Videos and questions for Chapter 2a of the course "Market Analysis with Econometrics and Machine Learning" at Ulm University (taught by Sebastian Kranz)

Predicting y vs estimating \(\beta\)

Can a linear regression model also be used for pure prediction?

Machine Learning

Can machine learning methods like random forests or lasso regression can only be used for prediction problems or can they also help to estimate causal effects?


Polynomial Example

Which model will make the best predictions for the training data set?

Which model will make the worst predictions for the test data set? Make a guess...

Root mean squared error

Instead of using the MSE to assess prediction accuracy on the test sample, one often uses the so called root mean squared error (RMSE). What is the formula for the sample RMSE? Make a guess:


Lasso Regression

Correction: In the video we have a wrong sign in front of the \(\lambda\) of the lasso minimization problem. It must be "+" instead of "-". The lasso estimator solves:

\[\min_{\hat \beta} \sum_{i=1}^n {\hat \varepsilon(\hat \beta)^2} + \lambda \sum_{k=1}^K {|\hat \beta_k|}\]

(There is a similar error later in the videos for ridge and elastic net regression.)

Assume we would estimate a Lasso regression with a regularization parameter \(\lambda=0\). Would then the lasso estimator be identical to the OLS estimator?

Note that the R code of simulation studied in the following videos is available on Moodle. (This time there is no need to hide the code since the RTutor problem set is fairly different.).

Why do we only see two estimated coefficients in our output of the lasso model?

What will is the outcome if we estimate the lasso model again with a lower value of lambda (just 0.1 instead of 1 as before)?

Which coefficients will be selected for very small lambda close to 0?

Here you see again our results of computed RMSE for the 4 considered values of lambda:

unlist(rmse.li)
lambda_0.001  lambda_0.01   lambda_0.1   lambda_0.5 
  0.010079667  0.010153556 0.005719416  0.002839564

Which would be the best value of lambda out of the 4 above according to the results shown above?

Did we actually compute everything correctly or did we make some error?

Assume now we estimate our models with a much smaller training data set (only 100 observations). What do you think will now be the best regularization parameter for an optimal out-of-sample prediction?

Wow, a lot of videos and questions about the lasso. You get the Cowboy award! Only one more video to go. Ride on to the next section...


Parameter Tuning & Cross Validation

Below is a brief video giving a brief summary about parameter tuning and cross validation. Here you are asked to read carefully the lecture slides for more details.

Parameter Ridge Regression and Elastic Net

Also take a look in the lecture slides about ridge regression, which is a variant of lasso regression.

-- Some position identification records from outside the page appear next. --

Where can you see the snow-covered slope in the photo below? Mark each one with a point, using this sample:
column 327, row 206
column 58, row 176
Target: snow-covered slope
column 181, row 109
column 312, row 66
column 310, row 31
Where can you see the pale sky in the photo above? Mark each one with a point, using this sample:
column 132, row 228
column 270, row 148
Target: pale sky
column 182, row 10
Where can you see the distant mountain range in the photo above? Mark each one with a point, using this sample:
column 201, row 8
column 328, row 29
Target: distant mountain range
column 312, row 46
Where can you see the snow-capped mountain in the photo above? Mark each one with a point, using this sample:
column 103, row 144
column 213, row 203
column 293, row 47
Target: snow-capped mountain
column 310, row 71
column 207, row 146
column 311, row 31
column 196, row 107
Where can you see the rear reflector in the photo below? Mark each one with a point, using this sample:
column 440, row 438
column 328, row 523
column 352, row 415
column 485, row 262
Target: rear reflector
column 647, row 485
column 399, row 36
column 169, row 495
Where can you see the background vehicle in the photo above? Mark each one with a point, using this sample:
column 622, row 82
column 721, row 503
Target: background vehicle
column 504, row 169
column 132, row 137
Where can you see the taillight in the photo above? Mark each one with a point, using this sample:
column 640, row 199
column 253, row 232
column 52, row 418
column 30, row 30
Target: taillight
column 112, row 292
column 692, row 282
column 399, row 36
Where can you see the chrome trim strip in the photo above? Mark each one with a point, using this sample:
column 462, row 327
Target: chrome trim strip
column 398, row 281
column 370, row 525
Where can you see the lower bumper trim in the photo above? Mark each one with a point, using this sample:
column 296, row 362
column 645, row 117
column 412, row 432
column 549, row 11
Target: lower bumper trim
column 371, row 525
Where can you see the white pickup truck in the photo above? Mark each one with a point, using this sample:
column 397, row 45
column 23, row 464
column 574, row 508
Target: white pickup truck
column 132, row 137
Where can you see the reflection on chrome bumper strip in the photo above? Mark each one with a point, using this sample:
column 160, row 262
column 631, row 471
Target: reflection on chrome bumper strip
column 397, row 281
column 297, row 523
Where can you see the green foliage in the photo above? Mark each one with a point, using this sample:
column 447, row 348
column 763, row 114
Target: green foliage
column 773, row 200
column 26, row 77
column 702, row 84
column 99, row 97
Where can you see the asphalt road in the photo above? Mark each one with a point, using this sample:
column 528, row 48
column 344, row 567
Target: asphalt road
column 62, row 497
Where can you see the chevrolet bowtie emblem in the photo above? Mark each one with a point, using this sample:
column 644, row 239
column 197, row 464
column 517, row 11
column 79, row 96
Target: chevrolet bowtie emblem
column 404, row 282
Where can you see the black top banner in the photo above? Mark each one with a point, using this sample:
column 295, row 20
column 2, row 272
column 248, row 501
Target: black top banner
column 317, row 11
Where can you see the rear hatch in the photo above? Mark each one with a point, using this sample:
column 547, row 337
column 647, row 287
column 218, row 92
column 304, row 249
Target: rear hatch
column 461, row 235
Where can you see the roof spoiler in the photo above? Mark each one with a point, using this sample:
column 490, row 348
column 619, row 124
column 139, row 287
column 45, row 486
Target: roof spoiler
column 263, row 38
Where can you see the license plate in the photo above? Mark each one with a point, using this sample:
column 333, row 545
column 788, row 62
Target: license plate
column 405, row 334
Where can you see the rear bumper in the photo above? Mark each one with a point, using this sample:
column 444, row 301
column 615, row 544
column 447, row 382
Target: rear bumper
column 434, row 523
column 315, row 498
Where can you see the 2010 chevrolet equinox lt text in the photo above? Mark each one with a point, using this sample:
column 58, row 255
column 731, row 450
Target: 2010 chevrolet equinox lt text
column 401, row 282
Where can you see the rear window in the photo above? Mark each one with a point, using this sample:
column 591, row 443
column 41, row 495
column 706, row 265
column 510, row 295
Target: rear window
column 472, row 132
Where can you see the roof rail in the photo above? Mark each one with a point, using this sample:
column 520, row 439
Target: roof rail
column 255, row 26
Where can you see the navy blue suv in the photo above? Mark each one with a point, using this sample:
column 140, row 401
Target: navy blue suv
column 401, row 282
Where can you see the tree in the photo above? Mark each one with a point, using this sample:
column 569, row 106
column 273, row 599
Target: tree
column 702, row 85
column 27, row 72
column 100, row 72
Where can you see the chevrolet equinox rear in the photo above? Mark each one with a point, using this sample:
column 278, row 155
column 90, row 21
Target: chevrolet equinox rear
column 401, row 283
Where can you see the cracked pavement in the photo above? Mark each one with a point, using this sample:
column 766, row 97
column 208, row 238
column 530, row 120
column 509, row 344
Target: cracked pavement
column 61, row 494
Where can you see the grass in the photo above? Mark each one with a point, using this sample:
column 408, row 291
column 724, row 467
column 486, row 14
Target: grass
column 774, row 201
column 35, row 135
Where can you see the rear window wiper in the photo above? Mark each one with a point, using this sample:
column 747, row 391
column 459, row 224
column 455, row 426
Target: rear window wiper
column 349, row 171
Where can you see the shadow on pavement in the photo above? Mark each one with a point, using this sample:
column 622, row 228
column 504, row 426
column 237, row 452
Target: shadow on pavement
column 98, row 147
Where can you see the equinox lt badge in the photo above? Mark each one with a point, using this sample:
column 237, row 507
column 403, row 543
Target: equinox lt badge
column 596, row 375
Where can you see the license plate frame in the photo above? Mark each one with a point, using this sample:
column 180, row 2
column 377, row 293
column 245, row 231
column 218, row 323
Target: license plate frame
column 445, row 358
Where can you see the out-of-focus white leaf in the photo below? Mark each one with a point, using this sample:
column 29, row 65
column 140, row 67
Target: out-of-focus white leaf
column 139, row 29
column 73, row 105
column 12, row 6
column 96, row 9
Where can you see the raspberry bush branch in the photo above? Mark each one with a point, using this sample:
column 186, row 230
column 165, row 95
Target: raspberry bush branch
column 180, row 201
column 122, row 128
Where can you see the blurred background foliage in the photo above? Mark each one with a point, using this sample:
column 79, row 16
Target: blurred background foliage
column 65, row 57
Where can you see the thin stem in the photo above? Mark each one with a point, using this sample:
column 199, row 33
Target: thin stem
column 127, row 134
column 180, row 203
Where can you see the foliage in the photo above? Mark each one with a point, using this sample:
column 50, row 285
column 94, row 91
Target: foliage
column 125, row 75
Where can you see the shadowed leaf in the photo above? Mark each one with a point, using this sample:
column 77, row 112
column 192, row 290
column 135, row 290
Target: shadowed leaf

RTutor problem set for this chapter

The RTutor problem set differs a bit more from the video lectures and slides than in previous chapters. I wanted to illustrate how to estimate ols and lasso prediction models for a real world data set about used cars. Before one can build a reasonable prediction model with a real world data set, one typically needs to spend considerable time on data preparation and cleaning. So those steps will be a large part of the RTutor problem set.